Losing a world title to the menopause is a cruel twist, seven years on and it is a defeat that still haunts her. “I was absolutely devastated afterwards,” she says. “I lost in the end because, by the time I came around and was trying to fight what was happening and stay focused, Lisa picked up momentum. My fightback was a little too late.

“Even now because of that experience I always hope that I have my hot flush before I get on the oche because it just throws me off my stride.”

Menopause is something almost every woman experiences but it is rarely spoken about in professional sport. Partly this is because by the time most athletes start to get symptoms they will be at the tail-end of their careers or retired; in sports such as darts, golf and equestrianism, however, where women can compete for longer, it can have a devastating impact.

Hot flushes are one of the classic symptoms of menopause, but there are myriad others which can impact on sporting performance – from joint pain to palpitations, low moods and ‘brain fog’.

‘My mood changes’

“There have been times when I was looking at the board and I have gone for a different shot than I was planning and I would think ‘why did you just do that?'” Hedman says. “I know when it is coming and my concentration goes all over the place.

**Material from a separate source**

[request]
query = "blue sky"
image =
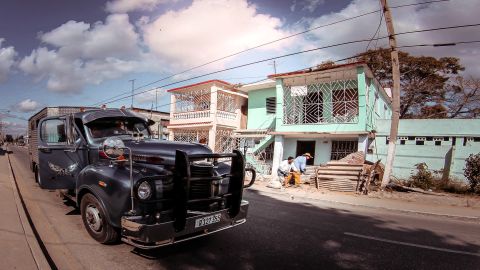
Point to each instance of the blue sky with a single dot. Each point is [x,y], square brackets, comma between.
[66,52]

“I get very irritable, sometimes I couldn’t be arsed being around people at times. I just want to sit on my own and say: ‘Leave me alone, let me stay in my own little world’. I do feel that my mood changes. One minute I am the life and soul of the party and next I just don’t want to be there.”

Hedman takes a cheerfully philosophical approach to her menopause – “Having lived your life, you know how to control yourself when the menopause symptoms happen,” she suggests – and says that, in darts, the subject is actually freely discussed. 

In many other sports, however, it remains something of a taboo topic – or at least misunderstood in how it can impair performance. This partly stems from the wild disparity in symptoms that women can experience, which can surprise even experts in the field.